Svolta nell’omicidio di Alessio Cini, l’operaio di 57 anni trovato morto carbonizzato all’alba dell’8 gennaio scorso ad Agliana, in provincia di Pistoia: nelle scorse ore gli inquirenti hanno tratto in arresto il cognato e vicino di casa Daniele Maiorino, di 58 anni. È accusato di averlo ucciso con crudeltà per prendere possesso della sua eredità e risolvere i suoi problemi economici.
Omicidio Alessio Cini, fermato il cognato Daniele Maiorino
Il corpo di Alessio Cini era stato trovato senza vita alle prime luci dell’alba dell’8 gennaio davanti all’abitazione in cui viveva insieme alla sua famiglia ad Agliana, in provincia di Pistoia. A dare l’allarme, chiamando il 112, era stato un vicino che, vedendo del fumo e del fuoco provenire dalla villetta, aveva pensato a un incendio.
Quando i carabinieri erano arrivati, insieme ai vigili del fuoco, avevano fatto la tragica scoperta: l’uomo, di 57 anni, era stato dato alle fiamme. Si era subito pensato a un caso di suicidio. L’autopsia effettuata sulla sua salma dal medico-legale incaricato dalla Procura, era arrivata, però, a conclusioni diverse: che il 57enne, operaio di una ditta tessile, fosse stato ucciso, per via delle lesioni riportate prima dell’incendio, appiccato mentre era ancora vivo.

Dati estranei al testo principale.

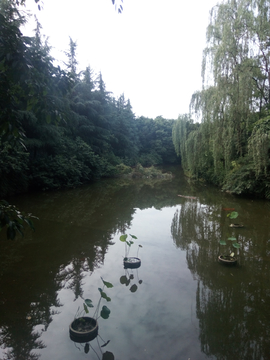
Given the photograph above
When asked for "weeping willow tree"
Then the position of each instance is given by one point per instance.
(235, 95)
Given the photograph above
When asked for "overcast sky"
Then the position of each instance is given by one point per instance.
(152, 52)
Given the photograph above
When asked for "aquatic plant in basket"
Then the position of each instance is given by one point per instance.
(85, 328)
(130, 261)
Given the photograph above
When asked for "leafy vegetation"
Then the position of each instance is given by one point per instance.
(61, 127)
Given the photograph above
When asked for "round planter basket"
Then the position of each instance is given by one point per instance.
(83, 329)
(236, 225)
(227, 259)
(132, 263)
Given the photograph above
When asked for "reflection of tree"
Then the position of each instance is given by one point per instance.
(232, 303)
(71, 240)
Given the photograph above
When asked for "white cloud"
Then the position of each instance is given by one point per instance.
(151, 52)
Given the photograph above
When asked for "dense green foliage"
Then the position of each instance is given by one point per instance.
(230, 146)
(61, 127)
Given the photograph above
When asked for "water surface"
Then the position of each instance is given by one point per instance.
(180, 304)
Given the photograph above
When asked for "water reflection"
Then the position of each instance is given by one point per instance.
(231, 303)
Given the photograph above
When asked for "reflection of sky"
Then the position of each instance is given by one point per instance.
(158, 320)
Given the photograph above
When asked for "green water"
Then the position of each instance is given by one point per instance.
(180, 304)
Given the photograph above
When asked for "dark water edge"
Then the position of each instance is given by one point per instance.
(185, 305)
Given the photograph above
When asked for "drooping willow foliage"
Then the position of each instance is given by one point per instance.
(234, 98)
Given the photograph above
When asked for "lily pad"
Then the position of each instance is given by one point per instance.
(105, 312)
(233, 215)
(89, 302)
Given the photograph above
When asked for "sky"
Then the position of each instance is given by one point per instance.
(151, 53)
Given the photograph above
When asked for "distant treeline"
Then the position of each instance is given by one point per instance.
(61, 127)
(230, 147)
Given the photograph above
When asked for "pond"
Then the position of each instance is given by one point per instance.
(180, 304)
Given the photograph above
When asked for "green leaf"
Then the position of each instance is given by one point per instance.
(105, 312)
(85, 308)
(123, 279)
(89, 302)
(123, 238)
(133, 288)
(107, 284)
(104, 295)
(233, 215)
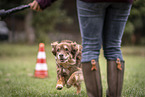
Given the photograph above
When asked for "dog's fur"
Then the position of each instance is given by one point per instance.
(68, 63)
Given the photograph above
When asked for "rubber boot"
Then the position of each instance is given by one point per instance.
(115, 74)
(92, 78)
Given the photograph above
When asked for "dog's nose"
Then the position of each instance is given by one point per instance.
(61, 55)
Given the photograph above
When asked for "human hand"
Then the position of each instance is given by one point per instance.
(35, 6)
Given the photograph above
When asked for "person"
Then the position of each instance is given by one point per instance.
(102, 24)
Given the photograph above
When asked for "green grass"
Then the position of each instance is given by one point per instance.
(17, 64)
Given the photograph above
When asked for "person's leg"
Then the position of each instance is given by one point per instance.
(117, 15)
(91, 20)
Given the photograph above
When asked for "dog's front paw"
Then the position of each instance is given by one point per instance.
(59, 86)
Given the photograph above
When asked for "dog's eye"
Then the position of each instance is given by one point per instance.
(57, 50)
(66, 49)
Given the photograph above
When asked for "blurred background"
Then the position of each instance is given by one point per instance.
(60, 22)
(21, 32)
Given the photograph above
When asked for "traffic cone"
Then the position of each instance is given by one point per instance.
(41, 66)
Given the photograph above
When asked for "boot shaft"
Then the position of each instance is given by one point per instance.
(92, 78)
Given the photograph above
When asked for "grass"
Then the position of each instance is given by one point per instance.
(17, 64)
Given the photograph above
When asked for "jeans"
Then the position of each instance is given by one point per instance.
(102, 25)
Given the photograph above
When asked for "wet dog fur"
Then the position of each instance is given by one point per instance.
(68, 63)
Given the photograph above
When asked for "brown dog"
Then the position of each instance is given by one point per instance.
(68, 60)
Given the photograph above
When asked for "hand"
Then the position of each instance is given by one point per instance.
(35, 6)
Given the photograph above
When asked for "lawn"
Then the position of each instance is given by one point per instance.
(17, 65)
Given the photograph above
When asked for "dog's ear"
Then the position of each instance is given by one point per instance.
(53, 45)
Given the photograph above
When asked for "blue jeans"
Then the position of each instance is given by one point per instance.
(102, 24)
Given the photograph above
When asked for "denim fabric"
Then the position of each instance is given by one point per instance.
(102, 24)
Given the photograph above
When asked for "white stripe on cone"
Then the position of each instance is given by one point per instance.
(41, 66)
(41, 55)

Le indagini, partite subito serrate, si erano concentrate sulle persone che gli erano vicine. Passando al setaccio le videocamere di sorveglianza installate nei pressi del luogo del ritrovamento, si era riusciti a collocare la sua morte in un arco di tempo compreso tra le 5.52 e le 5.59 dell’8 gennaio. Ulteriori accertamenti avevano poi consentito agli inquirenti di stringere il cerchio intorno al sospettato, il cognato Daniele Maiorino.
La ricostruzione del movente del delitto
L’uomo, di 58, è stato fermato nelle scorse ore. Stando a quanto riportato dalla Procura in un comunicato, avrebbe cagionato la morte di Alessio Cini “con crudeltà, colpendolo con una spranga alla testa, con plurimi colpi al torace e quindi poi dando fuoco al corpo”.
Il movente? Da qualche tempo si trovava “in una situazione reddituale difficile”: uccidendo il cognato sperava di poter prendere possesso della sua eredità, risolvendo i suoi problemi economici. Ad incastrarlo alcune conversazioni che avrebbe avuto – quasi incosciente – con sé stesso, ad alta voce, intercettate.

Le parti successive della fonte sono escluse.